We got settled into our room and went for a walk on the beach as our friends were nowhere to be found. Let me tell you, it doesn’t matter how tired you are, walking along the beaches of Indonesia at sunset, hand in hand with your loved one is about as good as it gets. We met up with Steph and Olly that evening and had an amazing dinner of chicken and tuna kebabs and cocktails not ten feet off the beach. After a lot of visiting and catching up we headed to bed for the evening, and to our surprise we had some visitors in our room! We discovered some little bed bugs lurking in our headboard, waiting for us to slumber so they could suck on our blood. Upon informing management we were efficiently upgraded to another room (although he tried charging us more for the upgrade...we negotiated that if he charged us the same amount we would not use the air con). To their credit they were still working on cleaning out the room when we left four days later.

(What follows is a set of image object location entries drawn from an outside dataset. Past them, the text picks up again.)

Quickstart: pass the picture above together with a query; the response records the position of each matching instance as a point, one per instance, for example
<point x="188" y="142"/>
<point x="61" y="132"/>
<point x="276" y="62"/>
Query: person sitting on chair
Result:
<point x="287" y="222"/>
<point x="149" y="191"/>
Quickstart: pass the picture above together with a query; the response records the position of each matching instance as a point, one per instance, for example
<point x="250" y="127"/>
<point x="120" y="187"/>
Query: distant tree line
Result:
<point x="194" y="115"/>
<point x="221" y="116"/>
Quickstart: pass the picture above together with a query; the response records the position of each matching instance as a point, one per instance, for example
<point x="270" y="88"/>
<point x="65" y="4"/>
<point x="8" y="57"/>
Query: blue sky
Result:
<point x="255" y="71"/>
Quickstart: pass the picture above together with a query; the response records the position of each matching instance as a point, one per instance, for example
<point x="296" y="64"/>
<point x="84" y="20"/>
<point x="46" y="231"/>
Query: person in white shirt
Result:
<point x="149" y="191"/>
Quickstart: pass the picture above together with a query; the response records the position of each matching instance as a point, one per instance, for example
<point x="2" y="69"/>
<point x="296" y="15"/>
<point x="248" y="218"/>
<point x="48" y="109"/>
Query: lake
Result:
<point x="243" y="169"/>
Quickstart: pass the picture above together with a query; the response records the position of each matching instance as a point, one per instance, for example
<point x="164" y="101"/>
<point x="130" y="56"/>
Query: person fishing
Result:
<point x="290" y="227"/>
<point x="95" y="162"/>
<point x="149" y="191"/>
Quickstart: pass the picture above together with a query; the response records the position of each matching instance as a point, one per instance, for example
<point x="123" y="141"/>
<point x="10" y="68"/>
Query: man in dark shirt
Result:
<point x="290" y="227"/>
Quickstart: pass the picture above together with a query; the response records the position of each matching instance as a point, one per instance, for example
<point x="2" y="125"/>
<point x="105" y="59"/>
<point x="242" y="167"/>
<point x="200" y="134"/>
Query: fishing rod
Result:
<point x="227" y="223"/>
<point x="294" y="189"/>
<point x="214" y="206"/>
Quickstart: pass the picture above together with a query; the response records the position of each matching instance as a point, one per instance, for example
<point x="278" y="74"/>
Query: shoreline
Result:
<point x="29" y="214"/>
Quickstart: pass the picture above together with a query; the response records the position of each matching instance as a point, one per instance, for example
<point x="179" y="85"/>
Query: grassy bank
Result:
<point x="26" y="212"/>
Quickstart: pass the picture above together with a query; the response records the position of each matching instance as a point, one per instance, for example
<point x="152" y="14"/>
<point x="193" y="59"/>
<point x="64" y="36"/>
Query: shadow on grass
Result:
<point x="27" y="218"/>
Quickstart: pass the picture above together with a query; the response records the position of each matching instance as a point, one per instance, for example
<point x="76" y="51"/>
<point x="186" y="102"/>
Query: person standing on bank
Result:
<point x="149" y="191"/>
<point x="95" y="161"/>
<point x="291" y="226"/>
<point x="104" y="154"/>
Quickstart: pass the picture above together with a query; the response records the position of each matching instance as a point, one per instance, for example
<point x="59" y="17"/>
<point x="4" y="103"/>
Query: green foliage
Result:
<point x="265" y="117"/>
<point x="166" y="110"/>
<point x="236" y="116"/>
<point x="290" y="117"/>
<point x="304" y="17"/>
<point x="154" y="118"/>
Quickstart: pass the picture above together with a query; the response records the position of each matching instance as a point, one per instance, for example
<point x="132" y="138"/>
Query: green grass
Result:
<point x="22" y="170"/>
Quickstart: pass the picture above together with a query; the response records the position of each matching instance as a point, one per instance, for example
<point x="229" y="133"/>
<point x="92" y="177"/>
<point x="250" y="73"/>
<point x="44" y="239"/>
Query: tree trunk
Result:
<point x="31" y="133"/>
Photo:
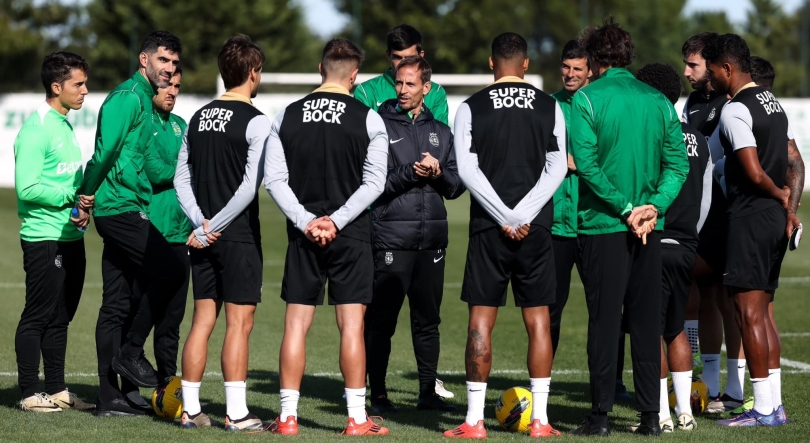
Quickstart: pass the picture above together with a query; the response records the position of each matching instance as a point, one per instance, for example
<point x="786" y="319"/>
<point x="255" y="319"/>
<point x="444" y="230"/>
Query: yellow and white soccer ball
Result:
<point x="698" y="398"/>
<point x="167" y="400"/>
<point x="514" y="409"/>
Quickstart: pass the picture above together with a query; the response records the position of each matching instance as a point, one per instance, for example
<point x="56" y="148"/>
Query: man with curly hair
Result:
<point x="627" y="143"/>
<point x="679" y="241"/>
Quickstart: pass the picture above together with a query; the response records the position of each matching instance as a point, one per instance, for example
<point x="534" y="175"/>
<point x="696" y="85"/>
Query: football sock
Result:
<point x="236" y="399"/>
<point x="763" y="398"/>
<point x="663" y="402"/>
<point x="540" y="389"/>
<point x="289" y="404"/>
<point x="692" y="334"/>
<point x="682" y="384"/>
<point x="191" y="397"/>
<point x="736" y="378"/>
<point x="356" y="404"/>
<point x="775" y="380"/>
<point x="711" y="373"/>
<point x="476" y="397"/>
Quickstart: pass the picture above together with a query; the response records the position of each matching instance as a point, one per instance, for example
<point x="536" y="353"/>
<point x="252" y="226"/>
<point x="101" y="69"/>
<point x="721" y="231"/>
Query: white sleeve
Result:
<point x="737" y="125"/>
<point x="475" y="180"/>
<point x="553" y="174"/>
<point x="182" y="186"/>
<point x="706" y="197"/>
<point x="258" y="129"/>
<point x="278" y="176"/>
<point x="375" y="170"/>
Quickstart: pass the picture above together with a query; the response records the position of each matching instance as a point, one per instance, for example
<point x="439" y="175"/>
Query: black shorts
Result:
<point x="756" y="247"/>
<point x="494" y="260"/>
<point x="677" y="261"/>
<point x="228" y="271"/>
<point x="347" y="263"/>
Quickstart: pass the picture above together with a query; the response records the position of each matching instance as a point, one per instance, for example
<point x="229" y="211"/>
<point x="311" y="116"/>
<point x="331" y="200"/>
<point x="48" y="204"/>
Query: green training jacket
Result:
<point x="376" y="91"/>
<point x="627" y="143"/>
<point x="115" y="173"/>
<point x="567" y="195"/>
<point x="161" y="162"/>
<point x="48" y="169"/>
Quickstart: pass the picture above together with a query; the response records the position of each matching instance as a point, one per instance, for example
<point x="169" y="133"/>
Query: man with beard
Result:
<point x="167" y="215"/>
<point x="135" y="252"/>
<point x="716" y="312"/>
<point x="753" y="133"/>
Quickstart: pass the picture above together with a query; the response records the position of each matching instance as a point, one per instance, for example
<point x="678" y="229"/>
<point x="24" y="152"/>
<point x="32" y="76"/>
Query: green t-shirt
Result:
<point x="48" y="169"/>
<point x="160" y="165"/>
<point x="374" y="92"/>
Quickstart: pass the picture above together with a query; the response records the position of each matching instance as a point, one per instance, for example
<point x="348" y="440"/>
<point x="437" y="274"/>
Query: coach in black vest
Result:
<point x="409" y="227"/>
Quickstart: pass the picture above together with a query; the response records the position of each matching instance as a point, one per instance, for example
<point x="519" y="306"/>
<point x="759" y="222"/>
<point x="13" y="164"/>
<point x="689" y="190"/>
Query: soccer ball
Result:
<point x="514" y="409"/>
<point x="698" y="399"/>
<point x="167" y="400"/>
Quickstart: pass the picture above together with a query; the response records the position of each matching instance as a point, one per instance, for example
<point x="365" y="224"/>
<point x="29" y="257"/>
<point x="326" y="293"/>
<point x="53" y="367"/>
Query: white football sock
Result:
<point x="236" y="399"/>
<point x="289" y="404"/>
<point x="682" y="384"/>
<point x="692" y="334"/>
<point x="191" y="397"/>
<point x="775" y="380"/>
<point x="763" y="398"/>
<point x="356" y="404"/>
<point x="663" y="402"/>
<point x="476" y="397"/>
<point x="540" y="389"/>
<point x="736" y="378"/>
<point x="711" y="373"/>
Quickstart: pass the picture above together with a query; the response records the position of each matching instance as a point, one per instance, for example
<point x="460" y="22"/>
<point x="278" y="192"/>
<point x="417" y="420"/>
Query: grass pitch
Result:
<point x="322" y="410"/>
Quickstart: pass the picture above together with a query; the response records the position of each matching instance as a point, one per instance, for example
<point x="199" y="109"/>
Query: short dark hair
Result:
<point x="508" y="46"/>
<point x="237" y="58"/>
<point x="166" y="39"/>
<point x="728" y="48"/>
<point x="608" y="45"/>
<point x="762" y="72"/>
<point x="663" y="78"/>
<point x="573" y="49"/>
<point x="341" y="57"/>
<point x="421" y="65"/>
<point x="696" y="43"/>
<point x="403" y="37"/>
<point x="57" y="68"/>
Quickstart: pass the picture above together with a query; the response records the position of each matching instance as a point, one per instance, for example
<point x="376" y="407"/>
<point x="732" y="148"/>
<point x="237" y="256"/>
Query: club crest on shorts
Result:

The rest of the weekend followed the same vein. Starting the day with breakfasts of fruit pancakes or omelettes and Lombok coffee, we snorkelled during the day and saw some of the best reef either of us have ever seen right outside our bungalows. We sat in the sun drinking fresh fruit juice and listening to our books on tape, relaxing and catching up on our vitamin D intake, retiring to the tropical cabanas when the heat was too much.

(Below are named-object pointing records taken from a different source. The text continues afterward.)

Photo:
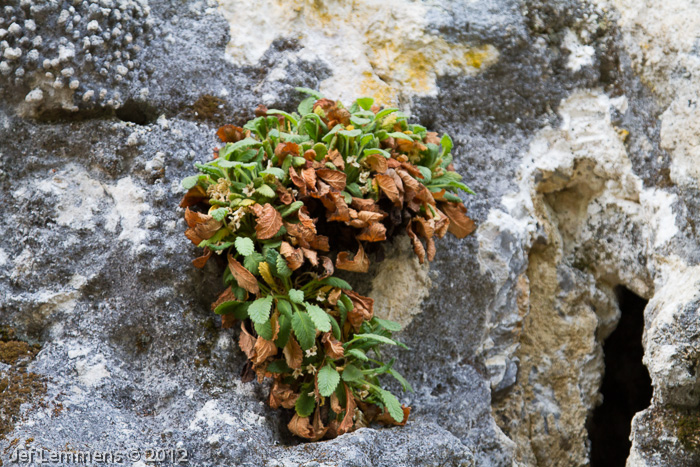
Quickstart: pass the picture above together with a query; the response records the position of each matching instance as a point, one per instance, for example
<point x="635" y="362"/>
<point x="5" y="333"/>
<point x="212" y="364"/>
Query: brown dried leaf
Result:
<point x="293" y="353"/>
<point x="377" y="162"/>
<point x="283" y="149"/>
<point x="374" y="233"/>
<point x="363" y="309"/>
<point x="347" y="424"/>
<point x="192" y="218"/>
<point x="301" y="426"/>
<point x="231" y="133"/>
<point x="310" y="155"/>
<point x="360" y="263"/>
<point x="320" y="242"/>
<point x="388" y="186"/>
<point x="194" y="195"/>
<point x="311" y="255"/>
<point x="334" y="296"/>
<point x="335" y="178"/>
<point x="264" y="349"/>
<point x="319" y="429"/>
<point x="294" y="256"/>
<point x="418" y="248"/>
<point x="327" y="267"/>
<point x="460" y="224"/>
<point x="333" y="347"/>
<point x="423" y="228"/>
<point x="281" y="395"/>
<point x="268" y="222"/>
<point x="336" y="207"/>
<point x="202" y="260"/>
<point x="336" y="159"/>
<point x="335" y="403"/>
<point x="246" y="342"/>
<point x="244" y="277"/>
<point x="207" y="229"/>
<point x="368" y="204"/>
<point x="431" y="249"/>
<point x="309" y="177"/>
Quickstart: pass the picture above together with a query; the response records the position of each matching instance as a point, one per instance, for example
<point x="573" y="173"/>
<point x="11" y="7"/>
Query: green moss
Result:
<point x="688" y="431"/>
<point x="18" y="385"/>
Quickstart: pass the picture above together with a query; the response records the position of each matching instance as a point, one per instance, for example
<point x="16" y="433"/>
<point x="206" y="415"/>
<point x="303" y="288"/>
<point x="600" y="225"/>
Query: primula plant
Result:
<point x="287" y="200"/>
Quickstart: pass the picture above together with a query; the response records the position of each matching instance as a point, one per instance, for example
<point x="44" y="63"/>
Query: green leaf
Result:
<point x="352" y="373"/>
<point x="372" y="337"/>
<point x="365" y="102"/>
<point x="251" y="262"/>
<point x="285" y="329"/>
<point x="284" y="307"/>
<point x="335" y="328"/>
<point x="304" y="329"/>
<point x="266" y="191"/>
<point x="264" y="330"/>
<point x="383" y="113"/>
<point x="336" y="282"/>
<point x="190" y="182"/>
<point x="404" y="384"/>
<point x="392" y="404"/>
<point x="305" y="404"/>
<point x="276" y="171"/>
<point x="446" y="143"/>
<point x="368" y="152"/>
<point x="278" y="366"/>
<point x="427" y="174"/>
<point x="306" y="106"/>
<point x="244" y="246"/>
<point x="328" y="379"/>
<point x="358" y="354"/>
<point x="319" y="317"/>
<point x="282" y="267"/>
<point x="350" y="133"/>
<point x="297" y="296"/>
<point x="259" y="310"/>
<point x="388" y="325"/>
<point x="310" y="92"/>
<point x="399" y="135"/>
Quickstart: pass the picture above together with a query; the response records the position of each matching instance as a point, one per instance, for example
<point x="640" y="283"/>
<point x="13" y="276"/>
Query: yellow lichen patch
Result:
<point x="373" y="47"/>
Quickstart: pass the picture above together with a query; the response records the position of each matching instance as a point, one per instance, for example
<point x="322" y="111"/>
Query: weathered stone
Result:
<point x="574" y="122"/>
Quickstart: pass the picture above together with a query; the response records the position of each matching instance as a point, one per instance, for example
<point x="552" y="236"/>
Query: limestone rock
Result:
<point x="574" y="121"/>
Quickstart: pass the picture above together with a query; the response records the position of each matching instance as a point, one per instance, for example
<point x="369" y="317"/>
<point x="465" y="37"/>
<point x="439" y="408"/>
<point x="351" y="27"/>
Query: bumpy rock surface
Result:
<point x="575" y="122"/>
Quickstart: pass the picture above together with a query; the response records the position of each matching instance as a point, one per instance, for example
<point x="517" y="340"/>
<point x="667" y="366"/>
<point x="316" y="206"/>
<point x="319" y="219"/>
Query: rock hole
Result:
<point x="136" y="112"/>
<point x="626" y="385"/>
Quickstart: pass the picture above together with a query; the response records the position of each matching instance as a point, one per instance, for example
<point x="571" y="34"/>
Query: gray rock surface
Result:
<point x="574" y="122"/>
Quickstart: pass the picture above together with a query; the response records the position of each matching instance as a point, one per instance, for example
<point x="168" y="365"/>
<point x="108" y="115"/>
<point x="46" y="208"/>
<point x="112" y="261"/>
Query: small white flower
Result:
<point x="249" y="189"/>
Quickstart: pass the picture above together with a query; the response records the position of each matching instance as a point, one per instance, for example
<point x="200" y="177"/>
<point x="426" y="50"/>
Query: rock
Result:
<point x="573" y="121"/>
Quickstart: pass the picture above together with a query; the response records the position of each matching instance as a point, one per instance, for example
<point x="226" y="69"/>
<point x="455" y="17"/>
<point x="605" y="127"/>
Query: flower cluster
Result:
<point x="289" y="199"/>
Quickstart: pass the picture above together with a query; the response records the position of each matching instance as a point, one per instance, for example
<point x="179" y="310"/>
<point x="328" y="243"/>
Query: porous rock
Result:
<point x="573" y="121"/>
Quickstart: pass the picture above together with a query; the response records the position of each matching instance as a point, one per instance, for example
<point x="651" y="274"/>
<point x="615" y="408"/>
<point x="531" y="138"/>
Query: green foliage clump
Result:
<point x="290" y="198"/>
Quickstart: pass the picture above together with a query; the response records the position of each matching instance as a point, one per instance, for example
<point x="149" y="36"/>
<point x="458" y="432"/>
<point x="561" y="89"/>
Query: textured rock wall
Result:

On our last day we all opted to go on a snorkelling tour, which was lovely. We saw sea turtles, lion fish, angel fish, HUGE vibrant coloured clams and fields of beautifully coloured coral. Some of it looked exactly like decorations on a playground it was so pretty! The weather was rainy (it is currently rainy season in Indonesia) so the trip was cut short and we were unable to see the ‘wall of turtles’ of Gili Meno, but just for the opportunity to see some different reefs it was well worth the 80.000RP (approx. $8 CAD) we each spent on the tour.

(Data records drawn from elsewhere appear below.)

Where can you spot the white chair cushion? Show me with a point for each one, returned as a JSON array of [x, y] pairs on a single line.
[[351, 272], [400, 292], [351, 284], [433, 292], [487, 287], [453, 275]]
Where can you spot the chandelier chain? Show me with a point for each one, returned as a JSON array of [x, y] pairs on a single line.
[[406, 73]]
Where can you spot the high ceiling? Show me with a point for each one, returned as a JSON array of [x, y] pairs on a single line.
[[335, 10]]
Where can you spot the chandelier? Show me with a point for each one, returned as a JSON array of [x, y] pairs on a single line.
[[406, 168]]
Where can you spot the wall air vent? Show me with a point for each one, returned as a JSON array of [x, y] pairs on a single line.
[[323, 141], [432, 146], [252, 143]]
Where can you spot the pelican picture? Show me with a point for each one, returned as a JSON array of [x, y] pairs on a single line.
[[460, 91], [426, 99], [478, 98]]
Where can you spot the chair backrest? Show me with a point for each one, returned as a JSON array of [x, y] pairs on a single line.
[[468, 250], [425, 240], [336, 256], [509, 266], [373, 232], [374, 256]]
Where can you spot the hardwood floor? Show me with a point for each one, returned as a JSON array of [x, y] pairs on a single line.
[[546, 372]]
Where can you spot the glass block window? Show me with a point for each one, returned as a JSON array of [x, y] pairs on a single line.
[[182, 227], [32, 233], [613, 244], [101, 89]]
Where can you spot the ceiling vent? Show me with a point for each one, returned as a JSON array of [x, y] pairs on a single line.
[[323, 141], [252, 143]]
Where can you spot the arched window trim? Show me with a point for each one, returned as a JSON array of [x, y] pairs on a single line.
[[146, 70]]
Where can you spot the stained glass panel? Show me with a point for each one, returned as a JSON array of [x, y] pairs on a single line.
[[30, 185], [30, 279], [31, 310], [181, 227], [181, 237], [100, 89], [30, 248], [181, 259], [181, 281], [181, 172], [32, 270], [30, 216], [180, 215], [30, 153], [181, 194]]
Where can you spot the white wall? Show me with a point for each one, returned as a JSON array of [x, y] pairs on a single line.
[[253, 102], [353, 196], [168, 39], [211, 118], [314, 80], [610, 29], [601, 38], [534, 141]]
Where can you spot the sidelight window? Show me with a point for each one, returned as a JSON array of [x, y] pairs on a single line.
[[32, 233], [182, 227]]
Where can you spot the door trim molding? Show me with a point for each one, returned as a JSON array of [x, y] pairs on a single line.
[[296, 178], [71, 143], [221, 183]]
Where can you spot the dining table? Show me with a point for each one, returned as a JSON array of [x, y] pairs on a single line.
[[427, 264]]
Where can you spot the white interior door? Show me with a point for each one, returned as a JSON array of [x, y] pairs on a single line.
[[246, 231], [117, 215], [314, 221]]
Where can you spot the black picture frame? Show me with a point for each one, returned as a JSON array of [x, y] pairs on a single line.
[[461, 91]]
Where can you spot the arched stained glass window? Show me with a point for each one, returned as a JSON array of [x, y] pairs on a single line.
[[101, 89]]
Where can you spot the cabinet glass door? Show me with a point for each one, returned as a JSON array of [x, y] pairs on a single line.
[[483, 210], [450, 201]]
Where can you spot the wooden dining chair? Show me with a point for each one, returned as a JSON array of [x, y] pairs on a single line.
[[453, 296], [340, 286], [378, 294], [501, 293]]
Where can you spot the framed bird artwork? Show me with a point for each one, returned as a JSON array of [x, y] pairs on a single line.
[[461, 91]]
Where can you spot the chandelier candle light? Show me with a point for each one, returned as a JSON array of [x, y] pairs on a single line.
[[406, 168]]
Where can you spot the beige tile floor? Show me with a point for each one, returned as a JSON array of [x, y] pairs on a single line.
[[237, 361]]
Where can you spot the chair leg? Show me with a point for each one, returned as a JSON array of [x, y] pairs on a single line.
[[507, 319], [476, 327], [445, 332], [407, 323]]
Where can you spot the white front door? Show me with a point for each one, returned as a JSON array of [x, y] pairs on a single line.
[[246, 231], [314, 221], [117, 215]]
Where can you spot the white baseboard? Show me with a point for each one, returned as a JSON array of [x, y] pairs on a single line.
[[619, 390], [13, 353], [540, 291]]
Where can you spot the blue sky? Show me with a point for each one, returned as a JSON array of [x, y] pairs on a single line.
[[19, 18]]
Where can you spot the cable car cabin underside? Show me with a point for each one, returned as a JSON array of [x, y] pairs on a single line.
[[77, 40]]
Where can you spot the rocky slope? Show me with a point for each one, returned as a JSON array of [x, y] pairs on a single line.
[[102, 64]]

We ended our trip as we had started, with some pina coladas on the beach and went our separate ways in the morning.

Jon and I arrived in Senggigi, Lombok this morning at around 10:30am and ran around town looking for accommodation. We ended up taking the advice of a local who seemed nice and took at room at Hotel Ray, even though it was not recommended in the lonely planet. It had the benefit of being right across the street from the beach, but is a bit of a dive and probably not even close to worth the 100 000Rp we are spending for the night. It has the added charm of thin walls and a birthday party going on in the hotel next door, where the patrons have been singing Happy Birthday on karaoke for the past hour or so. Tonight will be our only night here, however, as we have booked a car for tomorrow for a few days so we can see the rest of the island at our own pace. Hopefully all goes well and driving on the left (wrong) side of the road comes easily after being surrounded by it for the past four and a half months. Then we have tickets booked on a live aboard boat to Komodo Island and back which will take five days. Then we will probably spend a few more days on the Gilis, and will start heading to Jakarta for our flight to Phuket on December 20.

This was a long one, so I won’t bore you any longer. We miss everyone back home and have been thinking of you a ton, especially as Christmas draws closer, and will try our best to keep up with blog posts as we make our way through this land of spotty internet access.